The way this government ends will be determinant of the capacity that the president retains in terms of nominating his preferred candidate and, not of scant import, avoiding the fracture of the Morena party.  To date, the president has been able to have the upper hand over the political panorama with his exceptional narrative skill, but his unwillingness to promote economic growth and his stubbornness in controlling everything, now including the electoral institutions and processes, has stagnated the country and provoked ever deeper divisions within society. In addition, the institutional destruction and concentration of power creates negative incentives for investment as the perception of risk rises. The result has been that, however marvelous the narrative, its distance from the day-to-day reality is growing.

In this context, there are two means of focusing on what is to come in 2024: one is the way in which the economy and security situation evolve during the subsequent two years, in that the latter will determine the distance between the narrative and the reality, as well as the strength of the president. On the other hand, independently of how the government ends, the liabilities that this administration will leave will be monumental, with dramatic repercussions that will be measured in terms not in years but in generations.

Even the believers in the presidential project will have to recognize that structural liabilities have been created that will not be easy to correct. Here are some of the obvious ones: first and foremost, the destruction of trust and of institutional sources of certainty. Part of this is due more to Trump than to López Obrador (for weakening NAFTA), but the aggregate effect is devastating, and it will require decades to build something liable to secure wellsprings of sustainable, not politicized, trust.

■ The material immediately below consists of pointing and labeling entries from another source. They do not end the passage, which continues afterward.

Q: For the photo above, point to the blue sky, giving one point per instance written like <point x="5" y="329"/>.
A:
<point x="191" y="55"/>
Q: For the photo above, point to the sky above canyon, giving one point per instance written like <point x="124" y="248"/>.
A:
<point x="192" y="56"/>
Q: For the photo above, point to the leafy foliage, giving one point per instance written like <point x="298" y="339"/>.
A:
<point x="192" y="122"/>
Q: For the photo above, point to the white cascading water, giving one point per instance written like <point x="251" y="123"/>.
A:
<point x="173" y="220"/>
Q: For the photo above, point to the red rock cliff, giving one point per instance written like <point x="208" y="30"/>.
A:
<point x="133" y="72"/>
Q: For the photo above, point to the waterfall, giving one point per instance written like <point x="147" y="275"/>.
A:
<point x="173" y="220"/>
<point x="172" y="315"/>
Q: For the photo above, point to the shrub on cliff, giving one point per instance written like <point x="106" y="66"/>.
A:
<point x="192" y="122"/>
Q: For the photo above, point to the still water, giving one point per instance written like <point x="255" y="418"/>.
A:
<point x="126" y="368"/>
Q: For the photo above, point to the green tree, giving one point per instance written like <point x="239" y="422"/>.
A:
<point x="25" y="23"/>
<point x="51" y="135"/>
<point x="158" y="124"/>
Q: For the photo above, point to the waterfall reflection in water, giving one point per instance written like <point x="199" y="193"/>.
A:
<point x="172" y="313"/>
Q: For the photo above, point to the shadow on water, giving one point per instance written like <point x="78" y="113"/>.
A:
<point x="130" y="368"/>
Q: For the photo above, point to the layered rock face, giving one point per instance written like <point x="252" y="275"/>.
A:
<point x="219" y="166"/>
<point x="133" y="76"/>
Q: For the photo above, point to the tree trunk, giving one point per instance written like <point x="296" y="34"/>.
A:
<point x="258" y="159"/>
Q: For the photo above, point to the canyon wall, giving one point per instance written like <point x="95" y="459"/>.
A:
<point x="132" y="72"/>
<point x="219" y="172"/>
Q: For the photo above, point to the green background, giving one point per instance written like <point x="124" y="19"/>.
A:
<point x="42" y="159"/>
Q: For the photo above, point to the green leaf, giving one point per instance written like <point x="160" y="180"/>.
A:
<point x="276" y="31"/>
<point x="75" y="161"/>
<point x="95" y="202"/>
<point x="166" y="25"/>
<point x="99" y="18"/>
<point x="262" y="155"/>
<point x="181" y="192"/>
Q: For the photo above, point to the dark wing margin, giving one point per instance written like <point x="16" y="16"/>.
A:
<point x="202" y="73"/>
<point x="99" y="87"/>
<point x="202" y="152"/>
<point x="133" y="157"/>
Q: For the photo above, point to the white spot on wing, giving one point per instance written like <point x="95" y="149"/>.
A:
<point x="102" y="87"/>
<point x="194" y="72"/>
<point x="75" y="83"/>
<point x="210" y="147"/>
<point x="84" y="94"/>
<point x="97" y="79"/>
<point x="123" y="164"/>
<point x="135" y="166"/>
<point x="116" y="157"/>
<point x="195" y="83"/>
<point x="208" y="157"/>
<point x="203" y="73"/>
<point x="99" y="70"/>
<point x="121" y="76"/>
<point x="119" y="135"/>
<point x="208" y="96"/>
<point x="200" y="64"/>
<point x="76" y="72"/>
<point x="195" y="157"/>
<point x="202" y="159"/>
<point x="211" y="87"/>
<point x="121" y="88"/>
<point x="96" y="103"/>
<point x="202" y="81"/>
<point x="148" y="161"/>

The change in the structure of the governmental budget will reverberate with the lack of growth beyond this term because it will be exceedingly difficult to eliminate expenditure items that are politically and socially transcendent (especially cash transfers to the president’s clienteles), but that do not contribute to the general growth of the economy. Third, deriving from the latter, the same is true of expenditures that are today executed by the army and that, in addition to its being prone to corruption, does not contribute to the chief function of that public institution while diverting resources that are necessary for the promotion of economic development. Finally, the educational system, already a long-standing burden regarding development, especially in the digital era, will not only have not advanced, but it rather acquired a deeply ideological profile that could lead to generations of graduates with no possibility of being employed in the productive apparatus.

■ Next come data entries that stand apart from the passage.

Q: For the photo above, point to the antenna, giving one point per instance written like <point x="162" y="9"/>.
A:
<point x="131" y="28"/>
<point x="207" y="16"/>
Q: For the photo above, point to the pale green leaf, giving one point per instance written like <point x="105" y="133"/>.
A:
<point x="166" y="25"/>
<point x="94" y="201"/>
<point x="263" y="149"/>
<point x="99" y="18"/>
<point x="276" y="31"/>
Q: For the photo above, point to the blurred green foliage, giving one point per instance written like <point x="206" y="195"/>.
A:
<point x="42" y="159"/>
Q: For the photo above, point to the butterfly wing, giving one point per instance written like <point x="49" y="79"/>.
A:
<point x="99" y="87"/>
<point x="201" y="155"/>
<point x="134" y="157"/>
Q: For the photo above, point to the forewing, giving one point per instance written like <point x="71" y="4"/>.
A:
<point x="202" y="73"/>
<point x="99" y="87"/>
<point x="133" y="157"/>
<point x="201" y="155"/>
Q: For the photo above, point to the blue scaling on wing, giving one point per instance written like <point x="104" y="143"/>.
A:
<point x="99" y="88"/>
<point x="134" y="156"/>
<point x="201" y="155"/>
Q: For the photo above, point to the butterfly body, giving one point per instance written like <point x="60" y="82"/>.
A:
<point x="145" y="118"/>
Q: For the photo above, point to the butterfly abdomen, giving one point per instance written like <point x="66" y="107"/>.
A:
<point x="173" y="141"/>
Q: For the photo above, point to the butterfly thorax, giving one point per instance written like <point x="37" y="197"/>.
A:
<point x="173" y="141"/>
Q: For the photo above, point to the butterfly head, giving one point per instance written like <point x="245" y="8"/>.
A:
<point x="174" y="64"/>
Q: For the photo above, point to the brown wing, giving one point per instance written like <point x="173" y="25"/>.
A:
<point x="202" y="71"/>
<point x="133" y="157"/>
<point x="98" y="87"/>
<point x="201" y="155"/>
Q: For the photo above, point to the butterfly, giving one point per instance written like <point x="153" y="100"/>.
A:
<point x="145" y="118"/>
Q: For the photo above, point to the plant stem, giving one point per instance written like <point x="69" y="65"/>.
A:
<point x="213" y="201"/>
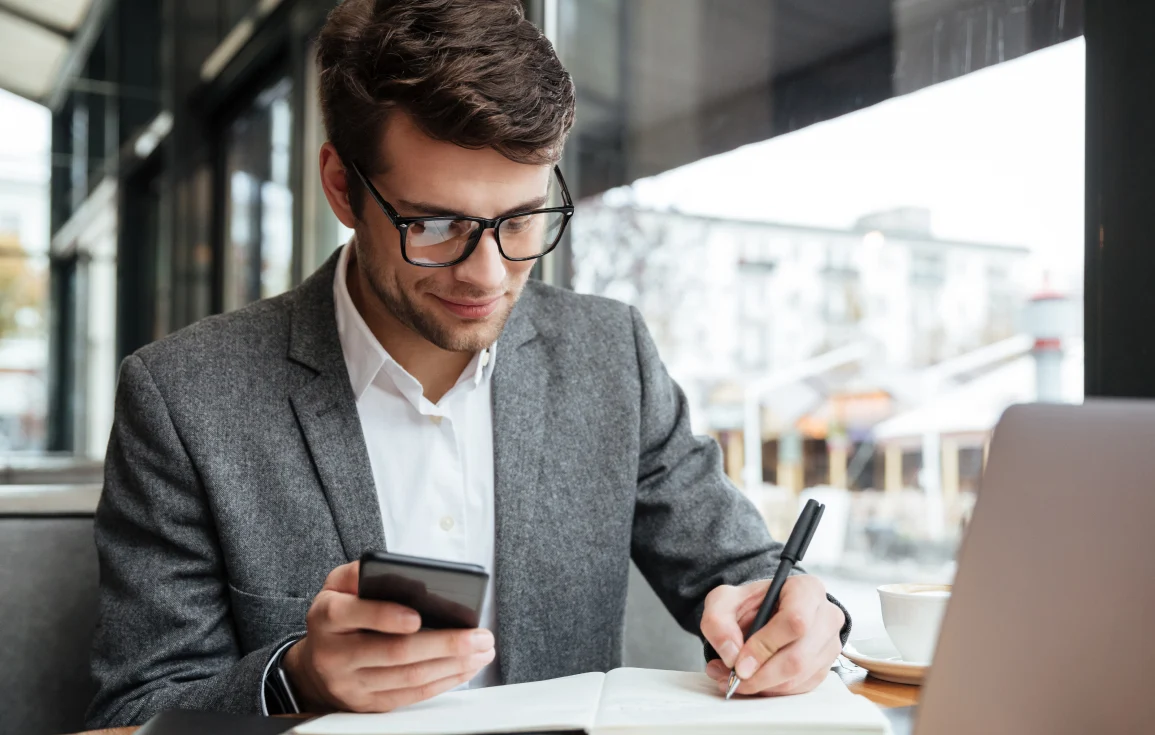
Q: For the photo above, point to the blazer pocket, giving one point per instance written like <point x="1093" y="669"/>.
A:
<point x="263" y="620"/>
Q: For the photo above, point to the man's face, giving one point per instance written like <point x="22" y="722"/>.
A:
<point x="461" y="307"/>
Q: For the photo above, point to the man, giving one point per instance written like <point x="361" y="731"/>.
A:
<point x="420" y="394"/>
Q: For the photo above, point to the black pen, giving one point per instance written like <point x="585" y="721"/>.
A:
<point x="791" y="554"/>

These four examples illustrate the nature of the current government that, past the scope of its dogmas and obsessions, has entertained, as its sole objective, power, not a better future. The narrative has served to amass that concentration of power, but it will not be benign at the moment of succession. Of course, this does not alter the immense challenge facing the opposition to convince the electorate of a better future to dethrone the, up to now successful, presidential standing.

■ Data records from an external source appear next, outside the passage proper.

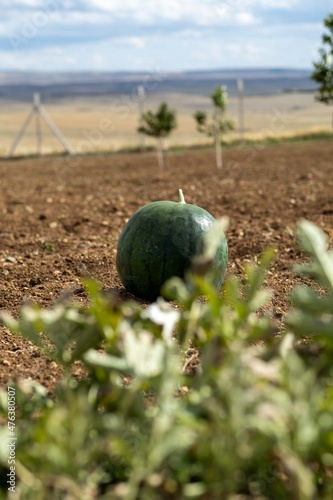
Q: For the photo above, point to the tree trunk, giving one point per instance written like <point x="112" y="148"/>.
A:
<point x="160" y="153"/>
<point x="218" y="147"/>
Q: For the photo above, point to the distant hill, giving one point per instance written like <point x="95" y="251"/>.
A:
<point x="54" y="86"/>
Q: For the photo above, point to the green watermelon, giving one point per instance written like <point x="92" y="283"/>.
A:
<point x="159" y="241"/>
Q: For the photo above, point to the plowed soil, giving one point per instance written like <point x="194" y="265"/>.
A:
<point x="62" y="218"/>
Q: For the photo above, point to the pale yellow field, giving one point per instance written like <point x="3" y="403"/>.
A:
<point x="95" y="124"/>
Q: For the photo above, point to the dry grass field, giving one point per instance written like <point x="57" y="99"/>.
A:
<point x="100" y="123"/>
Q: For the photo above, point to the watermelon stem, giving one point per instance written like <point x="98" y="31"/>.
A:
<point x="181" y="196"/>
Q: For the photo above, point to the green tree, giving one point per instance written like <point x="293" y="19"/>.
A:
<point x="159" y="125"/>
<point x="323" y="68"/>
<point x="219" y="124"/>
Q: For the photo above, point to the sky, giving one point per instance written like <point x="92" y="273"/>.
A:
<point x="172" y="35"/>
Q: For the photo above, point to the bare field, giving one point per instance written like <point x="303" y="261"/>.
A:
<point x="94" y="124"/>
<point x="59" y="224"/>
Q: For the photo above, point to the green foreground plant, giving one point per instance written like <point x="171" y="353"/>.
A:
<point x="255" y="418"/>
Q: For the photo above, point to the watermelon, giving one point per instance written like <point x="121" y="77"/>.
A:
<point x="159" y="241"/>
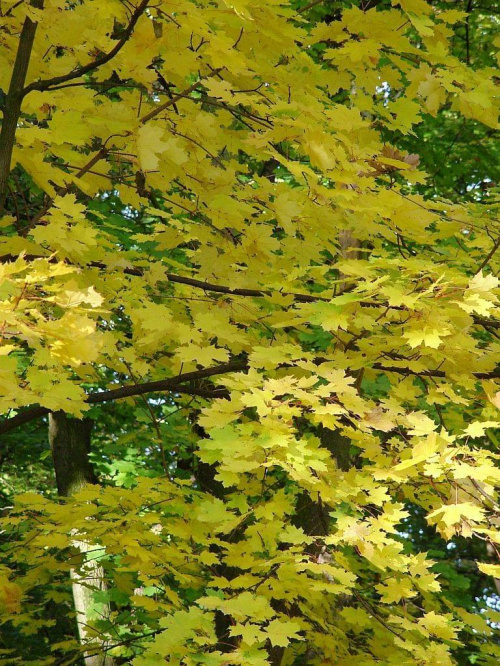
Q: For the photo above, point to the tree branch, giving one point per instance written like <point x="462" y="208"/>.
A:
<point x="173" y="100"/>
<point x="47" y="84"/>
<point x="14" y="98"/>
<point x="176" y="384"/>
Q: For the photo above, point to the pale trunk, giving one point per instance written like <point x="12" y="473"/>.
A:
<point x="70" y="445"/>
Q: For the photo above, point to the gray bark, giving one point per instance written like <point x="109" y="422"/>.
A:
<point x="70" y="445"/>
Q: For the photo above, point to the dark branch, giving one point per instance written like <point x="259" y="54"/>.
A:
<point x="14" y="98"/>
<point x="47" y="84"/>
<point x="176" y="384"/>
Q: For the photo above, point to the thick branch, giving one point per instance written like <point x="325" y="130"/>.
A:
<point x="47" y="84"/>
<point x="176" y="384"/>
<point x="14" y="98"/>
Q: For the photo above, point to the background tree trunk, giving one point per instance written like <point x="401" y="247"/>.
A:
<point x="70" y="445"/>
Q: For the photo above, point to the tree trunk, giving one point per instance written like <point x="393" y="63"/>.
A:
<point x="70" y="444"/>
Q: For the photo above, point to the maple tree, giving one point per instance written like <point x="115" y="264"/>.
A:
<point x="230" y="242"/>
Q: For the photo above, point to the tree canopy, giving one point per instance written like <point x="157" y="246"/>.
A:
<point x="255" y="245"/>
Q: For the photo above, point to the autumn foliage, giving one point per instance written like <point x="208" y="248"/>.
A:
<point x="226" y="239"/>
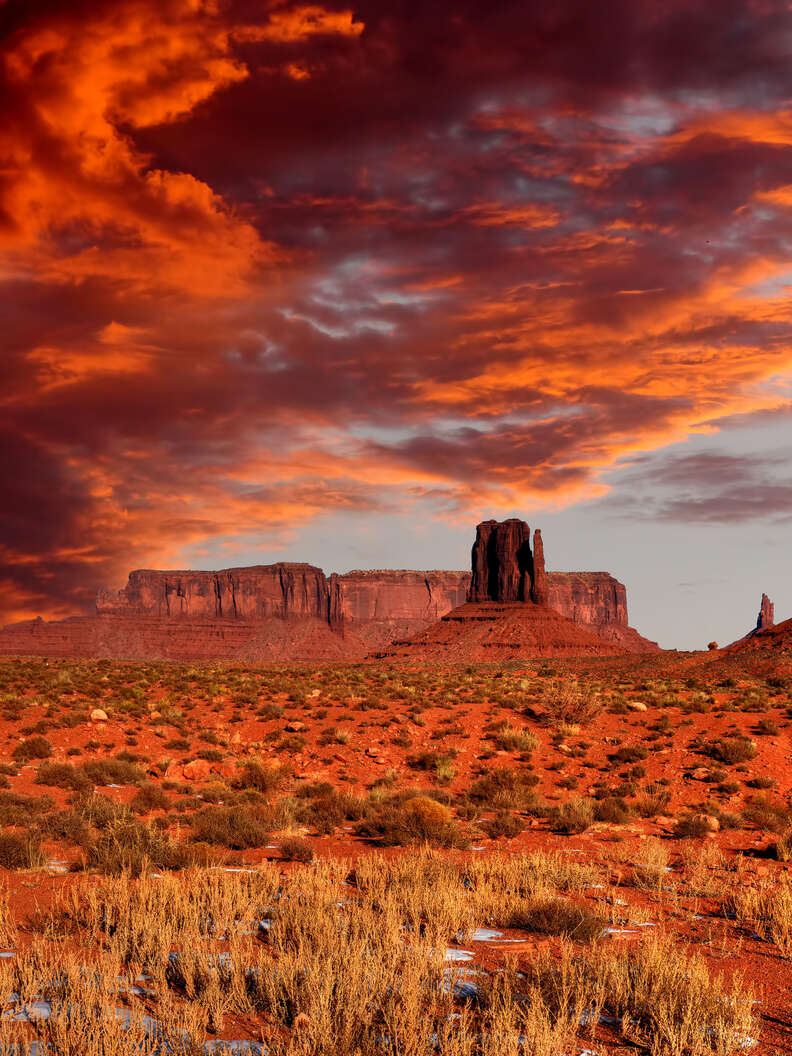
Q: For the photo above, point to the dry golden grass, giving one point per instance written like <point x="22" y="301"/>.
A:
<point x="353" y="961"/>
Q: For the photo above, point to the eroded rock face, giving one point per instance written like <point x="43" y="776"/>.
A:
<point x="291" y="610"/>
<point x="395" y="595"/>
<point x="767" y="614"/>
<point x="502" y="562"/>
<point x="540" y="587"/>
<point x="588" y="598"/>
<point x="284" y="590"/>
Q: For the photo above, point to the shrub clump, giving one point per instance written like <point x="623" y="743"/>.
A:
<point x="418" y="819"/>
<point x="237" y="828"/>
<point x="20" y="850"/>
<point x="731" y="750"/>
<point x="32" y="748"/>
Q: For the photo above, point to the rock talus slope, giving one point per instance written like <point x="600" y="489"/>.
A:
<point x="293" y="610"/>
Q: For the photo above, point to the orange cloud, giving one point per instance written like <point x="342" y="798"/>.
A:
<point x="290" y="25"/>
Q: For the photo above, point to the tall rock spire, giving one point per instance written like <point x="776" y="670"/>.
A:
<point x="502" y="562"/>
<point x="767" y="614"/>
<point x="539" y="587"/>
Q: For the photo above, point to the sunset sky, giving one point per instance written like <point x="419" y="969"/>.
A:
<point x="286" y="281"/>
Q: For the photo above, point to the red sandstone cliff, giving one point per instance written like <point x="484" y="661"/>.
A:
<point x="282" y="590"/>
<point x="291" y="610"/>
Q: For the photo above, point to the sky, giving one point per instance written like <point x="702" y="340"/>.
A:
<point x="295" y="281"/>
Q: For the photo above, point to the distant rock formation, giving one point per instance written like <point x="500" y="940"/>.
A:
<point x="767" y="614"/>
<point x="540" y="586"/>
<point x="293" y="610"/>
<point x="515" y="608"/>
<point x="284" y="590"/>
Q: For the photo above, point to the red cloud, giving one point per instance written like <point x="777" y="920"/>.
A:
<point x="262" y="266"/>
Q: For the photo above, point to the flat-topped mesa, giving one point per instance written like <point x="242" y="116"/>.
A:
<point x="503" y="565"/>
<point x="394" y="595"/>
<point x="283" y="589"/>
<point x="767" y="614"/>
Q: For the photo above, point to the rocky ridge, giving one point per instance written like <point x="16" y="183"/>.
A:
<point x="293" y="610"/>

In addition to economic stagnation, the structural deficits that the present government will leave behind    are incommensurable.   Therefore, it is rash to extrapolate into the future supposing that nothing will change: the Latin phrase ceteris paribus, that implies conditions remaining the same. For a society accustomed to a permanent transactional relationship with those in government -votes for benefits- no narrative will compensate for the lack of jobs, opportunities, security and, not inconceivable, another crisis.